El tercer punto que propongo es la nivelación de las banquetas. Recordemos que Manzanillo empezó a progresar con las obras que impulsó en Manzanillo nuestro gran benefactor, que fue el presidente de la República, Gral. Porfirio Díaz, siendo una de ellas la nivelación de las calles, de manera que las banquetas -que debió haber arreglado el municipio o el gobierno del estado, que era al nivel que le correspondía hacerlo-, nunca se arreglaron, y por eso es que, al ser de tierra irregular, en algunos casos más baja que la misma vialidad, los manzanillenses preferían caminar por media calle, aprovechando la superficie pareja que les permitía caminar seguros, sin el riesgo de torcerse o quebrarse un tobillo; además, el tráfico era muy poco, y los carretones jalados por alguna bestia no eran gran peligro de atropellamiento.

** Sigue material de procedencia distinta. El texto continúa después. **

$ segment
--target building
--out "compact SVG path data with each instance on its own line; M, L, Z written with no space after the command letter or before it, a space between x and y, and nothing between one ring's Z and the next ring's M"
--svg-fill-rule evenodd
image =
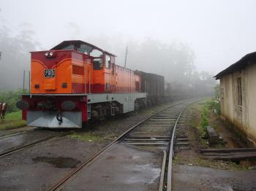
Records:
M256 52L215 77L220 80L222 117L256 146Z

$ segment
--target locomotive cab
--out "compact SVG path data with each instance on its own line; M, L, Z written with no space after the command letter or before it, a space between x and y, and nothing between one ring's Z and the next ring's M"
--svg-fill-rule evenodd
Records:
M87 42L64 41L31 53L31 92L17 103L28 125L81 128L94 117L133 111L146 98L139 74Z

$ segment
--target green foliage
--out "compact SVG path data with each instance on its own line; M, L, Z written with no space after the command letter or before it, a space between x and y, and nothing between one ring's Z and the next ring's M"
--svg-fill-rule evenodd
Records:
M208 108L208 105L204 105L203 107L202 113L201 113L201 122L200 125L201 128L206 132L206 127L208 125L208 117L209 114L209 110Z
M215 99L219 99L220 98L220 86L217 84L214 86Z
M214 110L214 114L219 116L220 114L220 88L219 85L214 87L215 98L207 101L209 109Z
M26 90L25 93L28 91ZM23 90L16 91L0 92L0 102L7 103L7 113L18 112L19 109L16 107L16 102L21 98Z
M26 121L21 120L21 111L8 113L4 121L0 121L0 130L17 128L26 125Z

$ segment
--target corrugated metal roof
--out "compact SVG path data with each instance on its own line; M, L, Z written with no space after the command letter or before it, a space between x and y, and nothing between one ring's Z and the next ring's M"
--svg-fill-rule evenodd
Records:
M236 63L234 63L225 70L219 72L214 77L216 77L216 79L219 79L222 76L230 74L235 71L241 70L252 63L256 63L256 52L246 55Z

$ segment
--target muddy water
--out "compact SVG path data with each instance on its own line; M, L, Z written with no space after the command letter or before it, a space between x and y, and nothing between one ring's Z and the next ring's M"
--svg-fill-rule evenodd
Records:
M80 163L80 161L72 158L72 157L37 157L33 159L37 163L46 163L54 165L59 168L73 168L78 166Z

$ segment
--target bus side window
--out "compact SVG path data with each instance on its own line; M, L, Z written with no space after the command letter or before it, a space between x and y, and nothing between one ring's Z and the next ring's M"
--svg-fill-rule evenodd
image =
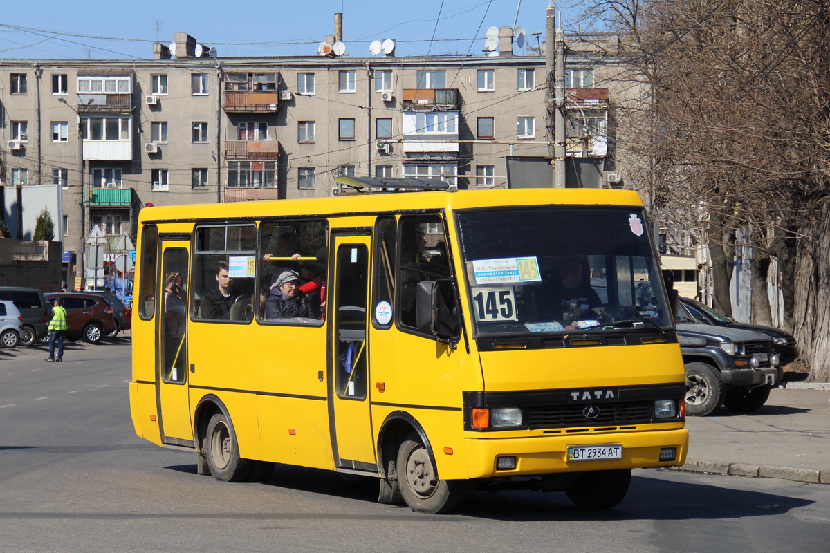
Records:
M415 298L417 284L451 276L444 223L438 215L402 216L398 224L398 282L397 309L401 326L417 328Z

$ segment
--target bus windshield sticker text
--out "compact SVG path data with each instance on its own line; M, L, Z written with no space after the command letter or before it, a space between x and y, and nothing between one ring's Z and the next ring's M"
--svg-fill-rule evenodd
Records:
M535 257L476 260L472 262L472 269L476 284L507 284L542 279L539 260Z
M472 289L473 311L476 320L516 321L516 303L512 287Z
M254 275L256 258L253 255L231 255L227 258L227 274L232 279L247 279Z

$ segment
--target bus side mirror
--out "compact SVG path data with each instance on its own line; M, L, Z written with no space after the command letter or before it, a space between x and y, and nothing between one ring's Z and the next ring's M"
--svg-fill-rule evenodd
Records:
M455 347L458 323L455 293L449 279L423 280L417 284L415 321L418 332L432 334L439 342Z

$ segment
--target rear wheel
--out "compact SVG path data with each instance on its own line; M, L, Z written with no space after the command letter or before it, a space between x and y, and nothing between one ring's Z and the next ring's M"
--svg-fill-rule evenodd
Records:
M241 482L251 474L251 462L239 456L233 428L222 413L214 415L208 423L204 454L210 473L217 480Z
M104 329L97 323L90 323L88 325L84 327L84 342L89 342L90 344L96 344L101 341L101 337L104 335Z
M733 388L726 392L724 407L739 413L749 413L760 409L769 399L769 386L760 388Z
M31 346L37 341L37 332L32 327L23 327L23 336L20 337L21 346Z
M630 484L630 468L598 470L580 474L576 485L565 493L583 509L610 509L622 501Z
M398 450L398 484L409 507L417 512L448 512L464 497L460 481L439 480L429 451L414 436Z
M19 340L20 337L17 336L17 332L11 329L0 334L0 346L3 347L14 347Z
M706 416L720 406L724 379L711 365L694 361L686 364L686 415Z

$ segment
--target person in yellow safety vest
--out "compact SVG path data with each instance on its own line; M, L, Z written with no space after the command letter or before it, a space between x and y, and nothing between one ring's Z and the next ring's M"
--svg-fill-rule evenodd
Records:
M49 321L49 357L46 361L62 361L63 335L66 333L69 325L66 324L66 309L61 307L61 298L52 301L52 318ZM57 342L57 357L55 357L55 342Z

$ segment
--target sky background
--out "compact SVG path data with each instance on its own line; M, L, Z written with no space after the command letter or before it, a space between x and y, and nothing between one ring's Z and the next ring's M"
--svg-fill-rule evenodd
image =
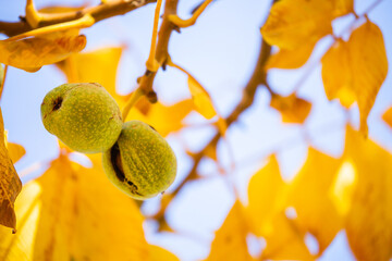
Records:
M355 10L362 14L375 0L356 0ZM377 1L377 0L376 0ZM84 1L36 0L37 8L48 4L81 4ZM180 1L179 14L188 17L189 11L199 0ZM97 3L97 1L90 1ZM0 0L0 20L15 21L24 14L24 0ZM174 33L170 40L169 53L173 62L191 72L209 91L218 111L229 115L238 102L242 89L250 77L256 63L261 41L260 26L268 15L270 1L260 0L217 0L197 21L195 26ZM136 78L145 71L152 29L155 4L140 8L123 16L102 21L91 28L83 30L87 36L86 51L101 47L126 46L123 52L117 87L119 92L127 94L136 87ZM369 18L382 30L388 60L392 61L392 1L383 0L370 14ZM338 33L354 20L353 15L334 21ZM4 36L1 39L5 38ZM345 113L338 101L328 101L321 80L319 60L331 42L331 37L323 38L317 46L309 61L299 70L272 70L268 80L271 88L282 95L294 90L305 75L298 96L313 102L311 112L302 125L282 124L280 113L268 107L270 96L259 88L255 103L245 111L228 132L228 142L218 146L218 158L229 167L231 148L236 169L230 173L230 182L235 184L241 199L246 202L247 184L250 176L259 170L266 158L275 152L282 175L290 181L303 165L308 140L310 145L333 157L340 157L344 145ZM94 66L94 64L91 64ZM172 104L189 98L187 77L175 69L160 71L155 80L158 98L166 104ZM7 76L1 108L9 140L24 146L27 153L16 164L19 173L26 173L37 162L49 162L58 156L54 136L44 128L40 120L40 103L52 88L65 83L65 76L53 65L44 66L37 73L26 73L10 69ZM368 119L369 136L379 145L392 151L391 128L381 120L382 113L392 104L392 76L379 91L376 104ZM358 123L357 108L350 110L354 124ZM192 113L186 122L198 127L188 128L168 137L179 160L179 173L175 187L192 167L192 160L184 153L183 145L192 151L204 148L213 136L212 127L200 127L206 120ZM83 161L82 156L76 160ZM23 177L23 182L41 174L42 167ZM169 224L180 233L177 235L157 235L155 224L146 222L145 231L150 243L166 247L182 260L197 260L209 253L213 233L220 227L235 198L228 183L217 175L217 165L211 160L204 160L198 169L200 175L209 176L204 181L188 184L172 202L168 210ZM148 200L145 213L154 213L157 199ZM311 249L317 244L307 238ZM258 239L249 238L252 252L261 250ZM340 233L320 260L354 260L344 233Z

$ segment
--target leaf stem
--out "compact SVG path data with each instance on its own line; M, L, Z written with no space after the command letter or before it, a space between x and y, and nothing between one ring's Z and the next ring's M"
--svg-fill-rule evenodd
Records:
M138 101L138 99L144 96L144 91L142 90L142 88L137 88L131 96L130 100L126 102L123 111L122 111L122 119L125 122L126 116L128 114L128 112L131 111L132 107L134 104L136 104L136 102Z
M159 22L159 12L162 5L162 0L157 1L157 7L154 15L154 27L152 27L152 37L151 37L151 47L148 60L146 62L146 67L150 72L157 72L160 64L156 60L156 49L157 49L157 37L158 37L158 22Z
M4 89L4 83L5 83L5 77L7 77L7 71L8 71L8 65L7 64L4 64L5 66L4 66L4 75L3 75L3 78L2 78L2 80L1 80L1 85L0 85L0 100L1 100L1 97L2 97L2 91L3 91L3 89ZM1 66L1 64L0 64L0 66Z
M32 37L32 36L41 36L41 35L46 35L46 34L59 32L59 30L68 30L68 29L73 29L73 28L79 29L79 28L90 27L91 25L94 25L94 23L95 23L95 21L94 21L93 16L89 14L86 14L85 16L83 16L78 20L65 22L62 24L50 25L50 26L46 26L42 28L38 28L38 29L33 29L33 30L26 32L24 34L10 37L3 41L15 41L15 40L20 40L23 38L27 38L27 37Z
M206 10L207 5L210 4L212 0L206 0L203 4L194 12L191 18L182 20L176 14L169 15L169 21L175 24L179 27L185 28L191 25L194 25L198 18L198 16Z

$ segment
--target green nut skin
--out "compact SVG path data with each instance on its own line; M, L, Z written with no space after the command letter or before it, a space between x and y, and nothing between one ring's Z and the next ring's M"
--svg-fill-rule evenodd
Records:
M134 199L163 192L176 174L173 150L159 133L140 121L124 123L115 145L102 156L105 173Z
M49 91L41 104L45 128L75 151L110 149L122 129L120 108L99 84L64 84Z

Pasó el tiempo, y por una u otra razón, falta de recursos y/o de voluntad, el gobierno municipal en sus diferentes administraciones, nunca arregló las banquetas; entonces, los propietarios de las casas empezaron a arreglar el frente de sus casas como Dios les daba a entender; o sea, como iban pudiendo, de acuerdo a sus recursos económicos.

Los que podían, contrataban a un albañil y la dejaban bonita; los que no podían hacerlo, lo hacían ellos mismos al ahí se va, y de esta manera, algunas quedaban como auténticas plastas totalmente irregulares. Unas banquetas quedaban muy altas, y otras bajitas, En algunos casos quedaban al ras de la calle, en otros puntos quedaban hundidas, y en otros, el caso de las familias más humildes, las dejaban de tierra, nada más.

Así pasó el tiempo, y las banquetas de Manzanillo siempre han sido irregulares, un auténtico sube y baja, y cien años después de aquellas obras de Don Porfirio, muchos aun prefieren, con todos los peligros que ello entraña, caminar mejor por las calles, lisas, parejitas, que por las banquetas.

Usted va a otras ciudades del país, y verá cuadras muy largas (de la extensión de dos o tres de aquí), y amén de observarlos muy limpias, verá que la manzana entera, tienen unas hermosas banquetas planas, lisas, aptas para que a nadie se le ocurra, ni de chiste, andar caminando por el acotamiento de la calle. Este asunto a muchos porteños, acostumbrados totalmente, desde el nacimiento, a como están las cosas en nuestra ciudad, nos pasa desapercibido, pero a los turistas no. Muchas poblaciones rurales tienen banquetas más bonitas que las de Manzanillo, que podríamos decir que tiene unas de las aceras más feas del país.

Se necesitan baños públicos en puntos estratégicos para hombres y mujeres, porque nada más llegar la noche, muchos sitios de la ciudad, en especial aquellos que podrían ser un atractivo para el turismo, se convierten en baños a cielo raso. Esto es algo asqueroso de descubrir para un visitante.

Debe mejorar la iluminación, con un color agradable a la vista, y luminarias estratégicamente colocadas. Hay algunas luces, con colores amarillentos, mortecinos y deprimentes, que no deben utilizarse.

Estos puntos que he mencionado, son aportaciones prácticas y sencillas en pro de mejorar la imagen de la ciudad, y seguro que hay muchas más, las cuales no son ni costosas ni tan difíciles de lograr que se concreten. Y ya con todo esto, cualquier marina, alberca de agua de mar, teleférico, muelle de cruceros y de pesca deportiva, mirador, parque metropolitano, iguanario, tortugario, cocodrilario, etc., lucirá mucho más.